HHS today released a new administration analysis that estimates the law -- when it fully kicks in three years from now -- will prevent insurance companies from denying coverage to between 50 and 129 million non-elderly Americans who have some kind of pre-existing health condition.
Per the study, as many as 129 million Americans younger than 65 have some kind of pre-existing health condition and would be at risk of losing health insurance if the law is repealed. The study estimated that up to 30 percent of perfectly healthy Americans, specifically older citizens, are likely to develop a pre-existing condition in the next eight years.
"The health insurance reform we passed protects consumers, plain and simple," Senate Majority Leader Harry Reid, D-Nev., said in a statement. "Repealing the entire law would put insurance companies back in charge of patient care, rather than the patients themselves."
Americans are still divided over the law, although opposition that existed in the early days of the debate has subsided, according to an Associated Press-GfK poll released Monday.
The poll finds that 40 percent of those surveyed said they support the law, while 41 percent oppose it. Just after the November congressional elections, opposition stood at 47 percent and support was 38 percent. Only about one in four said they wanted to repeal the law completely.
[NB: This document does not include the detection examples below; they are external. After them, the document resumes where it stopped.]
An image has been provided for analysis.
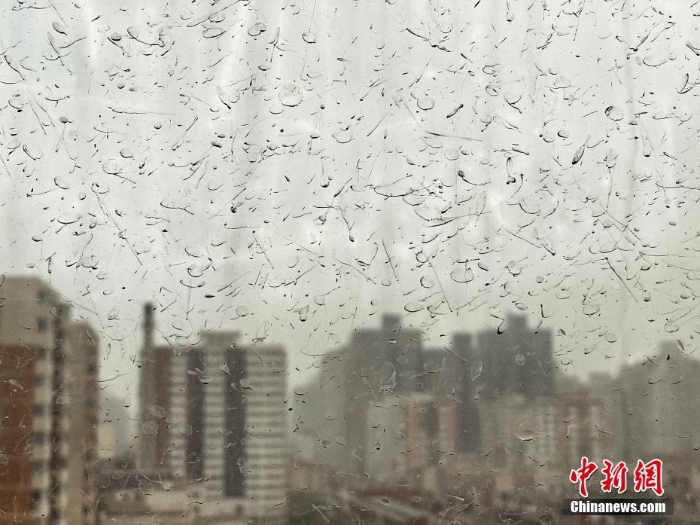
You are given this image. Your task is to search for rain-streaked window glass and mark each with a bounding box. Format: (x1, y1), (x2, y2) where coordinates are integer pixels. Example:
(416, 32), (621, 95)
(0, 0), (700, 525)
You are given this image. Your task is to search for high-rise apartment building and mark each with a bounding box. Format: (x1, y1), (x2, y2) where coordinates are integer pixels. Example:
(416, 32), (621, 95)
(0, 276), (98, 525)
(135, 305), (288, 525)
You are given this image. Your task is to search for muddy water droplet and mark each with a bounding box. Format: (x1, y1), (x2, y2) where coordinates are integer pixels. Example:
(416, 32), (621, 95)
(333, 130), (352, 144)
(141, 421), (158, 436)
(605, 149), (617, 169)
(248, 22), (267, 36)
(301, 31), (318, 44)
(379, 361), (396, 394)
(403, 301), (423, 313)
(664, 321), (678, 334)
(583, 304), (600, 315)
(450, 268), (474, 284)
(150, 405), (168, 419)
(470, 359), (484, 381)
(517, 428), (539, 441)
(506, 261), (522, 277)
(297, 304), (309, 323)
(102, 159), (121, 175)
(418, 97), (435, 111)
(277, 84), (302, 107)
(605, 106), (625, 122)
(236, 306), (250, 317)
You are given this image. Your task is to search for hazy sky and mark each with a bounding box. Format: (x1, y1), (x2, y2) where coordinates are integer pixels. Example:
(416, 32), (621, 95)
(0, 0), (700, 406)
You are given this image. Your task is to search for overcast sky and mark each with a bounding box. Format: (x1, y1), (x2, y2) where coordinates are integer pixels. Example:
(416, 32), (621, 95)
(0, 0), (700, 410)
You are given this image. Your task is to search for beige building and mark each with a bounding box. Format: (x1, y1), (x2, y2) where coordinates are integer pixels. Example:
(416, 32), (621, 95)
(0, 276), (98, 525)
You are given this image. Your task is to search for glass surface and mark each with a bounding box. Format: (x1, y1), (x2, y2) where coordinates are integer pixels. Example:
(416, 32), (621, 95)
(0, 0), (700, 525)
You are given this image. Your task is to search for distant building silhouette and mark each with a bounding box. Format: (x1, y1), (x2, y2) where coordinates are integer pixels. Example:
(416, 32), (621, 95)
(295, 315), (555, 482)
(0, 276), (98, 525)
(135, 305), (288, 525)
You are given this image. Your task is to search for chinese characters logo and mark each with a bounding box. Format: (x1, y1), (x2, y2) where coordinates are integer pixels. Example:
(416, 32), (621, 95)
(569, 456), (664, 498)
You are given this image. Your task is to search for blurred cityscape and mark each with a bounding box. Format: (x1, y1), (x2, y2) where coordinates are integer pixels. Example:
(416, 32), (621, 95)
(0, 276), (700, 525)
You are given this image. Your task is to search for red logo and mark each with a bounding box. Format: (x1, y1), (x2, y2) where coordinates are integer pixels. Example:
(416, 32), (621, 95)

The Congressional Budget Office estimates that repealing the health care law would cost $145 billion through the end of the decade and $230 billion by 2021, and that it would add roughly $145 billion to the federal budget deficit.
But Republicans have dismissed the estimates, saying the numbers don't fully take into account the negative impact of the new provisions.
ABC News' Jay Shalor and Brian Hartman contributed to this report.